O sangue do cordeirinho que foi comido foi a marca que assinalou as pessoas que não seriam visitadas pelo destruidor. Igualmente podemos afirmar que o sangue de Jesus Cristo nos sela e nos identifica, a fim de nos proteger de toda obra do destruidor e da morte eterna:

"E tomando um cálice, rendeu graças e deu-lho, dizendo: Bebei dele todos; pois isto é o meu sangue, o sangue do pacto, o qual é derramado por muitos para remissão dos pecados." (Mateus 26.27-28)

"Mas graça a Deus que nos dá a vitória por nosso Senhor Jesus Cristo." (1Coríntios 15.57)


e) Êxodo 12.15: "Por sete dias comereis pães asmos; logo ao primeiro dia tirareis o fermento das vossas casas, porque qualquer que comer pão levedado, entre o primeiro e o sétimo dia, esse será cortado de Israel."

As ervas amargas expessam as provações e sofrimentos de Jesus por nós. Leia esse trecho de uma mensagem publicada em um site, de cujo endereço não me recordo neste momento:

"Aos 33 anos Jesus foi condenado a morte... A "pior" morte da época. Somente os piores criminosos da época morreram como Jesus morreu.E com Jesus ainda foi pior porque nem todos os criminosos naquela punição receberam cravos nos membros.

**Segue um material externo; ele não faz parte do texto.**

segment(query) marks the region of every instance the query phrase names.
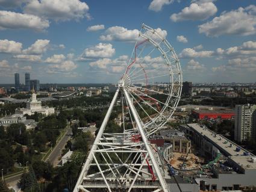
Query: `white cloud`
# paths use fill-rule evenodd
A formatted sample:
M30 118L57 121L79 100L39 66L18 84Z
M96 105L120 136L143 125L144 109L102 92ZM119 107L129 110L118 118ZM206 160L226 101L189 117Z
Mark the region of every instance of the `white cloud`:
M245 42L242 48L243 50L256 50L256 42L248 41Z
M26 71L30 71L32 70L32 67L30 66L26 66L24 67L21 67L21 69Z
M167 36L167 31L160 28L156 31L163 37ZM124 27L115 26L108 28L105 34L101 36L99 39L104 41L120 41L126 42L136 42L140 31L138 29L129 30Z
M7 60L2 60L0 61L0 68L9 68L10 65ZM2 69L1 69L2 70Z
M63 55L53 55L51 57L47 58L45 62L48 63L60 63L63 62L66 59L66 57Z
M110 64L111 62L111 60L108 58L101 58L96 61L90 62L89 63L90 66L93 67L96 67L99 69L106 69L107 66Z
M205 70L205 67L201 64L198 61L191 60L187 63L187 69L192 71L203 71Z
M65 45L64 45L63 44L60 44L58 45L58 48L60 49L65 49Z
M61 64L49 64L49 69L52 72L69 72L77 68L77 65L72 61L65 61Z
M169 5L173 1L173 0L153 0L148 8L154 11L161 11L163 5Z
M99 43L93 47L87 48L84 51L81 57L104 58L114 55L116 50L110 43Z
M127 55L121 55L113 60L104 58L89 63L89 66L91 67L91 70L104 70L108 73L120 73L125 69L128 59Z
M226 66L222 65L219 67L212 67L211 70L213 72L225 72L226 71Z
M0 11L0 29L31 29L42 31L49 26L48 20L34 15Z
M204 20L213 16L217 11L216 6L211 2L192 3L185 7L179 13L172 14L170 19L173 22L187 20Z
M256 33L256 13L252 11L254 8L256 9L256 6L251 5L245 8L240 7L236 10L225 11L220 16L199 25L199 31L209 37L254 34Z
M99 37L104 41L123 41L134 42L138 37L140 31L137 29L128 30L122 26L115 26L108 28L105 31L105 35Z
M7 39L0 40L0 52L18 54L21 52L22 43Z
M180 58L210 57L214 54L212 51L196 51L192 48L186 48L180 54Z
M203 48L203 46L202 46L202 45L201 44L200 44L200 45L199 45L198 46L195 46L195 47L193 48L193 49L196 50L196 51L201 50L202 48Z
M31 0L24 7L25 13L55 21L90 18L89 7L79 0Z
M220 58L245 58L256 55L256 42L248 41L240 46L231 47L226 49L218 48L216 53Z
M67 58L70 60L73 58L74 54L67 54Z
M0 7L10 8L20 7L29 0L0 0Z
M40 55L45 52L48 48L50 41L47 39L38 39L28 48L23 50L24 54Z
M87 28L87 31L96 31L99 30L102 30L105 29L104 25L96 25L90 26Z
M177 41L181 43L187 43L187 39L183 36L178 36L176 37Z
M36 62L40 61L42 55L14 55L13 57L18 60L24 60L27 61Z

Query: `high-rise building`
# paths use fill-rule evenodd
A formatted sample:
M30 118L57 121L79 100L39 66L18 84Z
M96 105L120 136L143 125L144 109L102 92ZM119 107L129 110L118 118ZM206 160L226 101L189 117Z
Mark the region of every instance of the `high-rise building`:
M30 91L30 74L29 73L25 73L25 90L26 91Z
M192 82L188 81L183 82L183 86L181 93L184 95L191 95L192 93Z
M40 90L40 82L38 79L31 79L30 80L30 90L32 90L34 87L35 91L39 91Z
M242 142L256 139L256 105L236 105L236 141Z
M15 73L15 90L17 92L19 91L19 74Z

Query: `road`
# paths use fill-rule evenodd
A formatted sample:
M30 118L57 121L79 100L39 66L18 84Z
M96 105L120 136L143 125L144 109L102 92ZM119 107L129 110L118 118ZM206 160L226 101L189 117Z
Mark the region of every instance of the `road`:
M58 158L60 156L60 150L61 149L62 150L64 149L65 147L66 143L70 139L70 135L72 135L72 129L70 128L67 128L64 137L54 147L52 152L50 153L45 161L49 162L54 167L55 167L58 164ZM5 179L5 182L10 186L13 186L13 187L14 187L15 188L14 188L14 190L16 191L18 191L17 190L16 191L16 190L17 190L16 187L22 175L22 173L20 173Z
M70 128L67 129L65 135L52 149L52 152L47 158L46 162L50 163L54 167L56 167L58 163L58 158L60 157L61 152L65 147L66 143L70 138L72 131Z

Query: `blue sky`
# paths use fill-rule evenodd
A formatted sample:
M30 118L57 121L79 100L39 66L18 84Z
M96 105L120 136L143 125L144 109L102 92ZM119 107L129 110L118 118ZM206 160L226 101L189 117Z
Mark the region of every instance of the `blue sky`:
M115 82L142 23L166 33L184 81L256 81L255 0L0 0L0 83Z

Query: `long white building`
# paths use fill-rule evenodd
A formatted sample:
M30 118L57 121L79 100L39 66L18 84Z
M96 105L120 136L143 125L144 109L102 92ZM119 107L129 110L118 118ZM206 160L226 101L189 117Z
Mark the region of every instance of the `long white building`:
M23 115L27 114L29 116L34 114L36 112L47 116L54 113L54 108L42 107L41 101L37 101L36 94L33 93L30 101L27 102L27 108L15 110L16 114L22 114Z

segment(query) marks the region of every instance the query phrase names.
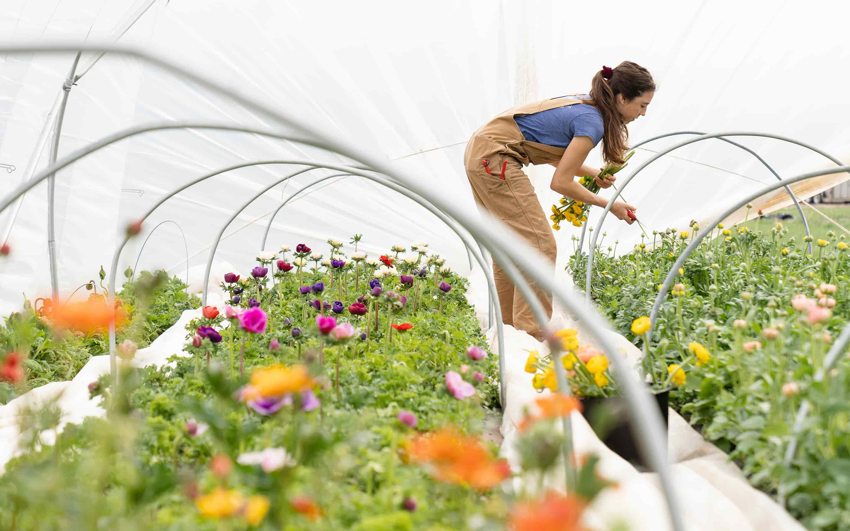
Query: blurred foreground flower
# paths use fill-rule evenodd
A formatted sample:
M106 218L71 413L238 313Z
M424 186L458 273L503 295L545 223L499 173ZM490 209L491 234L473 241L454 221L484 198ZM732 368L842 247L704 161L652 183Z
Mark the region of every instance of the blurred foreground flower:
M585 504L578 497L550 490L541 500L520 502L511 511L511 531L580 531Z
M110 308L101 298L91 298L81 302L69 302L54 306L50 321L57 330L71 330L84 333L102 332L115 323L120 328L128 321L127 312L120 301Z
M494 459L478 438L450 427L415 438L408 453L438 481L479 490L490 490L511 475L507 460Z

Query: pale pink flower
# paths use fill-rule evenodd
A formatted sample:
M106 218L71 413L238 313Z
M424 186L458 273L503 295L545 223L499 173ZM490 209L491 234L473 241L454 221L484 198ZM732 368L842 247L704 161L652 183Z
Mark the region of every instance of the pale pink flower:
M354 335L354 327L351 323L340 323L334 327L331 333L334 339L348 339Z
M445 387L458 400L466 400L475 394L475 387L468 381L464 381L461 375L454 370L445 373Z
M838 291L838 286L835 284L824 283L820 285L820 291L824 293L835 294Z
M782 386L782 394L786 397L793 397L798 393L800 393L800 386L798 386L796 381L789 381Z
M824 323L830 320L830 317L832 316L832 312L826 309L825 308L821 308L819 306L813 306L808 310L808 324L817 325L818 323Z

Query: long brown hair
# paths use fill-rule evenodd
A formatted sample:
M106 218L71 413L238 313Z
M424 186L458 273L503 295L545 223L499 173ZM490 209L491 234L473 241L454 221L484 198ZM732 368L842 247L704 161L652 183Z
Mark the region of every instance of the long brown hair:
M622 164L628 150L629 130L617 112L617 94L631 101L647 91L655 90L649 71L637 63L623 61L609 79L602 76L602 71L591 82L590 99L581 103L593 105L602 114L605 133L602 140L602 155L606 162Z

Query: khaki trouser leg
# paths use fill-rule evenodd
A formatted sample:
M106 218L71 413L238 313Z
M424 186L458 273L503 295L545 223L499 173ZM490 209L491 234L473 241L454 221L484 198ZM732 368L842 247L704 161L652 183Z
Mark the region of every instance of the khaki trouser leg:
M523 172L522 165L512 157L507 157L507 160L508 162L504 180L500 178L501 163L499 167L491 168L492 175L484 172L483 167L479 171L479 168L476 168L474 164L471 165L472 168L467 168L467 177L473 187L476 202L491 215L502 219L520 237L547 257L553 271L558 251L548 220L540 206L531 182ZM502 322L525 330L538 340L542 339L541 329L547 323L537 323L531 314L531 308L518 290L516 290L502 268L496 263L493 266L493 276L502 307ZM552 318L552 294L540 290L536 284L530 285L548 320Z

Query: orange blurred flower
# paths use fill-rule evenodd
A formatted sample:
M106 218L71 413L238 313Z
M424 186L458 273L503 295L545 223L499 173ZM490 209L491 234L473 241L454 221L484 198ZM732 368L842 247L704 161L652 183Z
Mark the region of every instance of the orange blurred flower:
M128 323L127 311L121 301L116 301L116 308L110 308L101 298L91 298L81 302L56 304L50 312L50 321L54 328L71 330L85 333L104 331L114 322L116 328Z
M271 365L257 369L251 374L251 381L241 394L242 400L258 397L279 397L287 393L298 393L313 387L313 378L304 365L286 367Z
M539 500L518 503L511 511L511 531L581 531L584 503L575 496L550 490Z
M438 481L479 490L489 490L511 476L507 460L494 459L478 438L450 427L415 438L408 454L428 466Z
M526 415L522 420L522 422L519 423L519 426L517 426L519 428L519 431L524 430L530 424L537 421L557 419L566 416L573 411L581 410L581 403L578 398L575 396L568 396L560 393L552 393L547 397L537 398L535 400L535 404L540 408L540 415Z
M290 500L289 505L295 512L303 514L314 522L322 516L321 507L317 506L316 502L313 501L309 496L303 494L296 496Z

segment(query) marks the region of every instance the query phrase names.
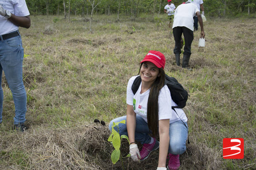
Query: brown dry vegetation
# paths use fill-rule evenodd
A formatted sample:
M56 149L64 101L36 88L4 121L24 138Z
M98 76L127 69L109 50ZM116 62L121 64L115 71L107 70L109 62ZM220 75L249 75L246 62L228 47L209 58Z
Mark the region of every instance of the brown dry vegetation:
M55 23L56 16L31 16L31 27L20 29L29 128L12 130L14 105L4 77L1 169L121 169L120 161L113 165L110 159L107 127L92 122L126 114L128 80L147 52L156 50L166 56L166 73L190 95L184 110L190 144L180 169L255 169L256 19L207 19L203 52L194 33L190 71L175 65L165 16L159 27L147 16L115 17L95 16L92 33L74 17L69 23L61 16ZM244 159L223 158L225 137L244 138ZM123 141L123 156L128 148ZM158 156L154 152L140 163L124 158L124 166L154 170Z

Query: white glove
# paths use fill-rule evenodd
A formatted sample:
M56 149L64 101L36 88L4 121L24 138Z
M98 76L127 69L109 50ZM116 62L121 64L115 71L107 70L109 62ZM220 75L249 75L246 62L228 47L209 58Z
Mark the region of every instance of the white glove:
M2 5L0 5L0 15L5 16L6 14L5 9L4 9Z
M165 167L157 167L156 170L167 170L167 168Z
M139 162L140 160L139 159L141 158L140 151L139 151L137 144L130 145L130 157L133 161Z

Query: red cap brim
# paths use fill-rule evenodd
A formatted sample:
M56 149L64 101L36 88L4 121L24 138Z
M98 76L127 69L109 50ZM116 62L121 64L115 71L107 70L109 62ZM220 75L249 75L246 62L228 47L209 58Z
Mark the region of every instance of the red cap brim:
M159 63L157 63L155 60L153 60L151 58L147 58L147 59L144 59L143 60L142 60L142 61L141 61L140 62L140 63L144 62L145 61L149 61L151 63L153 63L155 65L156 65L156 67L157 67L158 68L161 68L162 67L161 65L160 64L159 64ZM163 68L163 69L164 68Z

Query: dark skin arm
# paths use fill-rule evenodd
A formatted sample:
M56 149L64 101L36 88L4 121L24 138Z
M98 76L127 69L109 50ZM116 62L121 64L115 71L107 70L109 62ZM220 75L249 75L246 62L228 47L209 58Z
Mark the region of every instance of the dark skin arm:
M29 16L18 16L12 14L12 16L8 19L14 24L18 26L24 27L26 28L28 28L30 27L31 21Z
M202 16L200 13L200 12L197 12L196 13L198 19L198 22L200 24L200 27L201 28L201 37L203 37L204 38L204 26L203 25L203 19L202 19Z

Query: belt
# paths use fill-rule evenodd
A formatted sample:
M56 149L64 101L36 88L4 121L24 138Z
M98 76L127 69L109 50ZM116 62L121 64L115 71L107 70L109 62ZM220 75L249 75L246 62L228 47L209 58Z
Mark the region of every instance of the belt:
M18 31L14 32L14 33L9 33L9 34L4 34L2 35L2 39L5 40L9 38L12 38L13 37L17 37L19 35Z

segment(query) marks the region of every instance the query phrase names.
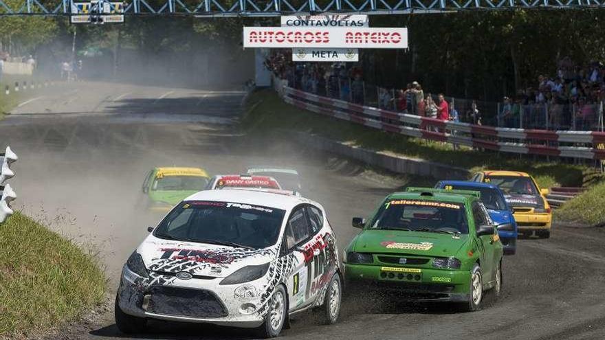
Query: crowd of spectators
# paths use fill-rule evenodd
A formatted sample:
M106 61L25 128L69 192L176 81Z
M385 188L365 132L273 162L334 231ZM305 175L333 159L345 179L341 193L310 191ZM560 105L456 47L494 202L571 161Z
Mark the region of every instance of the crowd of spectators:
M475 100L454 102L441 93L433 96L416 81L406 89L375 87L364 82L360 67L350 63L295 63L291 60L289 55L276 53L265 63L290 87L401 113L482 124ZM558 66L554 77L541 75L535 87L519 91L514 97L505 97L487 124L522 128L597 129L605 101L605 66L597 62L575 65L569 57L562 58ZM371 97L371 101L368 100ZM489 112L496 112L496 104L492 104ZM463 114L459 115L456 109Z
M267 58L265 65L276 77L287 81L290 87L355 104L368 104L366 102L366 89L361 67L338 63L325 66L324 63L294 63L290 60L286 54L274 53ZM425 94L418 82L408 84L405 89L389 91L379 87L377 91L377 105L382 109L459 121L458 111L443 94L438 95L435 102L430 93ZM481 124L476 103L473 108L468 115L473 122Z
M500 126L594 130L605 100L605 67L598 62L575 65L569 57L558 63L556 75L540 75L535 87L505 97Z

Sim... Foram cravos e não pregos. Cada um deveria ter cerca de 15 a 20 cm, com uma ponta com 6 cm e a outra ponta pontiaguda. Eles eram enfiados nos pulsos e não nas mãos como é dito. No pulso, há um tendão que vai ate o nosso ombro...Quando os cravos foram enfiados esse tendão se rompeu sendo que Jesus era obrigado a forçar todos os músculos de suas costas para não ter os seus pulsos rasgados. Sendo assim, não podia forçar tanto tempo porque perdia todo o ar de seus pulmões. Desta forma, era obrigado a se apoiar no cravo enfiado em seus pés, que por sua vez era maior que os das mãos porque eram pregados os dois pés juntos.

Já que seus pés não agüentariam por muito tempo, senão rasgariam também, Jesus era obrigado a alternar este "ciclo" simplesmente para conseguir respirar. Jesus agüentou esta situação por um pouco mais de 3 horas. Sim, mais de 3 horas... Muita coisa não??? Alguns minutos antes de morrer Jesus não sangrava mais. Simplesmente saia água de seus cortes e machucados.

Quando imaginamos machucados, imaginamos simples feridas, mas não, os dele eram verdadeiros buracos, buracos feitos em seu corpo.Ele não tinha mais sangue para sangrar. Portanto, saía água. Um corpo humano e composto de aproximadamente 8 litros de sangue (um adulto). Jesus derramou 8 litros de sangue, teve três cravos enormes enfiados nos membros, uma coroa de espinhos enfiados na cabeça e teve um soldado romano que enfiou uma lança em seu tórax, sem falar de toda a humilhação que passou, após ter carregado a sua própria cruz por cerca de dois quilômetros,com pessoas cuspindo em seu rosto e atirando pedras em seu corpo (a cruz pesava cerca de 30 kilos... só a parte em que lhe foram pregadas as mãos). Isso tudo para que nós tivessémos um livre acesso a Deus... para que todos os nossos pecados fossem "lavados"... Todos eles, sem exceção!"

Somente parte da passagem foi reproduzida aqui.